Git is the version control tool of choice for most people. One area it unforunately lacks in is storage of very large files, especially binary files. Git-LFS, the official solution to this problem, is sub-par and according to many anecdotes, not worth the trouble.

DVC is a good candidate for an alternative. Originating from the machine learning community, it has some odd quirks (content-addressing files via insecure MD5 hashes, analytics spyware), but nothing a couple patches can’t fix. Patching DVC to use SHA256 instead of MD5 and JSON for its .dvc files instead of YAML creates a workable tool for dealing with large files.

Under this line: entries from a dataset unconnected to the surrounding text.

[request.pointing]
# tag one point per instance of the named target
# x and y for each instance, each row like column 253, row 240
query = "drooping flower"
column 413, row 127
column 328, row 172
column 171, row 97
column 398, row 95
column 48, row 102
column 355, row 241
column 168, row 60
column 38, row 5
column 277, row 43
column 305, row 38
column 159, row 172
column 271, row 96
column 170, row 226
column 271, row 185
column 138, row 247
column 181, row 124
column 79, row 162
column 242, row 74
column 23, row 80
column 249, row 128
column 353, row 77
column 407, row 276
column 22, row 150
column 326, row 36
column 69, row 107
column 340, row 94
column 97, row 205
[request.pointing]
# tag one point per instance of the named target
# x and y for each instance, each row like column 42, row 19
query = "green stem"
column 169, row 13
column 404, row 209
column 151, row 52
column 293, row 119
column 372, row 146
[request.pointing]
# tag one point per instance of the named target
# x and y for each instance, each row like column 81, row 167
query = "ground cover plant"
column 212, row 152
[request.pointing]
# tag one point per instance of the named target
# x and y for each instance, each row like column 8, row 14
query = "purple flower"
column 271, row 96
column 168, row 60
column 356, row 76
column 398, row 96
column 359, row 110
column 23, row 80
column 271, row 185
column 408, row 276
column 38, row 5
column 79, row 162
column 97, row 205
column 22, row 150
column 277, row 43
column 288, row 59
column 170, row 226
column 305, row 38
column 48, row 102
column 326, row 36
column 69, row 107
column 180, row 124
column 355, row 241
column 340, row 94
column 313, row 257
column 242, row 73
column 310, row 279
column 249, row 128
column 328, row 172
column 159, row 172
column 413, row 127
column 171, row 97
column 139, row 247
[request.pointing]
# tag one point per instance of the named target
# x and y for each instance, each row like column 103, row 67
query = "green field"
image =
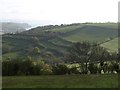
column 62, row 38
column 112, row 45
column 61, row 81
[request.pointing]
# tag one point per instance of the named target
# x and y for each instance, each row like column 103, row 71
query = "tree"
column 85, row 53
column 36, row 50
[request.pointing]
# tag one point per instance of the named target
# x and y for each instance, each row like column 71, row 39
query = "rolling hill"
column 58, row 39
column 10, row 27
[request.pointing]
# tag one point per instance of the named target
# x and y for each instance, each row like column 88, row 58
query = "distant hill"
column 10, row 27
column 57, row 39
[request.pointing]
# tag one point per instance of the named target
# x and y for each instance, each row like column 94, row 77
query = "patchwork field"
column 61, row 81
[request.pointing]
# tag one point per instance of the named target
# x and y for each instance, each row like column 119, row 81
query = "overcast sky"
column 59, row 11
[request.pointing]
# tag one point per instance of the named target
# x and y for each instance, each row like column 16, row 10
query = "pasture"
column 61, row 81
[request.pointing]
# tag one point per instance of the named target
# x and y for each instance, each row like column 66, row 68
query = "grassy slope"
column 91, row 33
column 112, row 45
column 61, row 81
column 74, row 33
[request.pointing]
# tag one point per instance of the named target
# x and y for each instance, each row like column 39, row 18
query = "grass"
column 61, row 81
column 90, row 33
column 112, row 45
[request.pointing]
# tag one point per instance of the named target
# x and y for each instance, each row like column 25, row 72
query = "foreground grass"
column 61, row 81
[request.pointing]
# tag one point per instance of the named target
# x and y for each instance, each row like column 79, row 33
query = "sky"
column 59, row 11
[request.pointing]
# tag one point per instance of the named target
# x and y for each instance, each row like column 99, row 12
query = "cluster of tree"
column 39, row 67
column 87, row 54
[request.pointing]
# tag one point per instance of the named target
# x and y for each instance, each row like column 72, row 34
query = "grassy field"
column 112, row 45
column 61, row 81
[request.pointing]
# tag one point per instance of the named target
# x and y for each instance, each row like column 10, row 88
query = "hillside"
column 111, row 45
column 58, row 39
column 10, row 27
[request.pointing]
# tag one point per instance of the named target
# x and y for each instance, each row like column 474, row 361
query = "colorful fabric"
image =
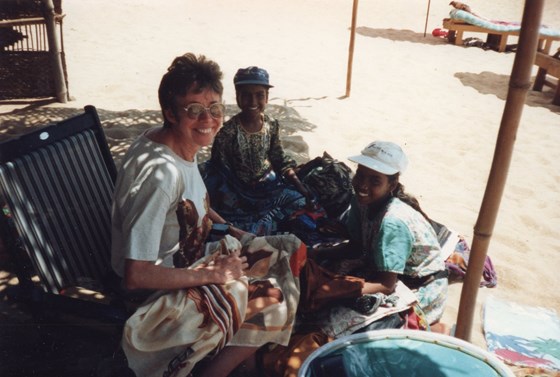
column 174, row 330
column 503, row 26
column 244, row 178
column 262, row 209
column 251, row 156
column 522, row 335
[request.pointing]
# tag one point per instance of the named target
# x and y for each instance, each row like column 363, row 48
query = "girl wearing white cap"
column 392, row 237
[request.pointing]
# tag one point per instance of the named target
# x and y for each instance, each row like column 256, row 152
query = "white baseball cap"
column 382, row 156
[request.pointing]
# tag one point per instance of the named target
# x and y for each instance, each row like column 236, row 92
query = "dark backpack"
column 330, row 181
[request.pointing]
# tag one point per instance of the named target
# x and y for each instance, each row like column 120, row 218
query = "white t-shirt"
column 150, row 185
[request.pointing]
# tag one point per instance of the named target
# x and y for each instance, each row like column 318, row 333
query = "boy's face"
column 252, row 98
column 371, row 187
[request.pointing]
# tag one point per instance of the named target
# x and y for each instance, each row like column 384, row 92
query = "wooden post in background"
column 351, row 48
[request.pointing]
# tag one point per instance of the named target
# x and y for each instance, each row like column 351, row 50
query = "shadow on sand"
column 122, row 127
column 400, row 35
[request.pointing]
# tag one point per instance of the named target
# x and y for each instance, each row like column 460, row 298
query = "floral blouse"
column 251, row 156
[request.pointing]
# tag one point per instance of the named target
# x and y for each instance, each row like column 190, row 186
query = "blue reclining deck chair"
column 57, row 184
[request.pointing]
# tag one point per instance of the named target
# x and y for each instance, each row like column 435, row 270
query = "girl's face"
column 193, row 125
column 371, row 187
column 252, row 99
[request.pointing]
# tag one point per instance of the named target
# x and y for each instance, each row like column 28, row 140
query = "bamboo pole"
column 519, row 84
column 351, row 48
column 55, row 53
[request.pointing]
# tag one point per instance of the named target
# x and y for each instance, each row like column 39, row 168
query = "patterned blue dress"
column 399, row 239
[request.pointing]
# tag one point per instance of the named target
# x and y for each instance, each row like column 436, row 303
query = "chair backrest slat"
column 59, row 193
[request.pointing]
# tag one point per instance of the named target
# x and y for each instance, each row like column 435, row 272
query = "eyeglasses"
column 194, row 110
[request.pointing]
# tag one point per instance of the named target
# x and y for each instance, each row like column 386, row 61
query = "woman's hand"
column 227, row 268
column 236, row 232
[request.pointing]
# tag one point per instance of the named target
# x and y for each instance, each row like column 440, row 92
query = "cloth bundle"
column 174, row 330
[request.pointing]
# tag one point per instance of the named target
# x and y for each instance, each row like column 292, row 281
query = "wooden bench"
column 496, row 39
column 548, row 65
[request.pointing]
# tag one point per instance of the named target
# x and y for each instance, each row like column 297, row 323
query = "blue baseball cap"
column 251, row 75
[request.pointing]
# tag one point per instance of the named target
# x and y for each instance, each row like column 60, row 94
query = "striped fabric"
column 60, row 196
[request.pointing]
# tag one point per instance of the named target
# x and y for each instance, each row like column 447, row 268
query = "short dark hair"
column 186, row 73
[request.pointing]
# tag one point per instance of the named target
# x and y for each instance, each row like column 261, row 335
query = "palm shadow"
column 496, row 84
column 400, row 35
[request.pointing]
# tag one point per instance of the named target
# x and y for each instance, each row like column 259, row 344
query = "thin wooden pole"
column 55, row 53
column 427, row 15
column 351, row 48
column 519, row 84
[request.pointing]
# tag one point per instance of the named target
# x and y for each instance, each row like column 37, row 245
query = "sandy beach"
column 443, row 103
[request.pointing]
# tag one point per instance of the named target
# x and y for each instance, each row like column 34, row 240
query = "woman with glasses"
column 161, row 219
column 251, row 181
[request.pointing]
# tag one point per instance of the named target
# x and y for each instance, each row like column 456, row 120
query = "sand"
column 442, row 103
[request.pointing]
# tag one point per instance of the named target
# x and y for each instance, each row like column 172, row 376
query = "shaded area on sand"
column 497, row 85
column 122, row 127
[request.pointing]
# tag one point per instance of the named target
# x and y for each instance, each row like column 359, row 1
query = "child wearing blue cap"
column 250, row 179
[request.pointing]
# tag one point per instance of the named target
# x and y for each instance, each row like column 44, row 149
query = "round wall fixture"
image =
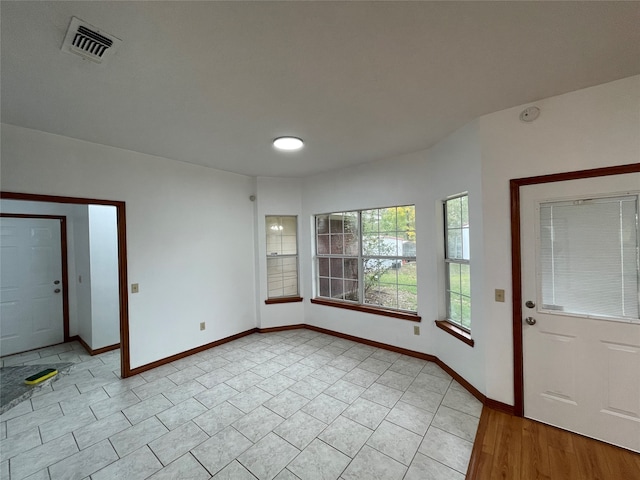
column 288, row 143
column 529, row 114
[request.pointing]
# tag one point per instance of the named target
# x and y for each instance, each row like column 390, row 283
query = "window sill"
column 456, row 331
column 412, row 317
column 273, row 301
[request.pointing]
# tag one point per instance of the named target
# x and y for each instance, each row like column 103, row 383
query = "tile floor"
column 296, row 404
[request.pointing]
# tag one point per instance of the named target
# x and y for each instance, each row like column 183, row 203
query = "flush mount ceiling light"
column 288, row 143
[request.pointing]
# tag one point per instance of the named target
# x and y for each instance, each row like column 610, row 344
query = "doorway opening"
column 122, row 282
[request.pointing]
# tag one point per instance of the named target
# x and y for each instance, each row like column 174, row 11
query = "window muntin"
column 282, row 256
column 588, row 257
column 368, row 257
column 457, row 258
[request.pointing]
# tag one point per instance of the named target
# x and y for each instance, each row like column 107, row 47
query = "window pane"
column 335, row 223
column 351, row 290
column 362, row 235
column 282, row 276
column 323, row 285
column 336, row 267
column 323, row 267
column 408, row 287
column 337, row 244
column 322, row 244
column 351, row 268
column 454, row 278
column 351, row 245
column 388, row 224
column 455, row 308
column 322, row 224
column 281, row 239
column 370, row 221
column 336, row 288
column 465, row 311
column 454, row 213
column 588, row 256
column 454, row 243
column 465, row 280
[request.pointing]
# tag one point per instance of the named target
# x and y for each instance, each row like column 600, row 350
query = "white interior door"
column 31, row 298
column 581, row 332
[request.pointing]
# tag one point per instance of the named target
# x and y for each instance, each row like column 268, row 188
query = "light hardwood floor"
column 516, row 448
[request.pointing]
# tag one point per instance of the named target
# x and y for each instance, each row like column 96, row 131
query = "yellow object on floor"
column 40, row 376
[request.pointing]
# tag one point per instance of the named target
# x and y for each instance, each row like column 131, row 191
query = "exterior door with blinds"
column 581, row 332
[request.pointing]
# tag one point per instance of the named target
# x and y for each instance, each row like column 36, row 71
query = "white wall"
column 77, row 251
column 105, row 297
column 424, row 179
column 594, row 127
column 590, row 128
column 276, row 196
column 189, row 234
column 196, row 242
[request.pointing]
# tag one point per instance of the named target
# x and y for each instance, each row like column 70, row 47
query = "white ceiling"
column 213, row 83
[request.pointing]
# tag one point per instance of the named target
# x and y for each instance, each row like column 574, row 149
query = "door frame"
column 63, row 259
column 122, row 260
column 516, row 259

DVC uploads files to a configurable remote, such as an S3 bucket and leaves a .dvc file in the Git repo, containing the SHA256 hash of the file. The file is named by its hash on the remote, so knowing the hash as well as a base URL is enough to download it. DVC asset files can be fetched with Nix by simply reading the .dvc file as JSON and reconstructing the URL from the hash.

{ fetchurl }:

{ cdnURL ? "https://cdn.privatevoid.net/assets", index }:

let
  dvc = builtins.fromJSON (builtins.readFile index);

  inherit (builtins.head dvc.outs) sha256 path;

  hashPrefix = builtins.substring 0 2 sha256;
  hashSuffix = builtins.substring 2 (-1) sha256;
in

fetchurl {
  name = path;
  url = "${cdnURL}/${hashPrefix}/${hashSuffix}";
  inherit sha256;
}

This idea can be expanded to automatically replacing all the files endng with .dvc in a source tree with the assets as downloaded by fetchurl. As such, a source directory with DVC-managed files in it can be passed into a Nix build using something as simple as src = hydrateAssetDirectory ./.;.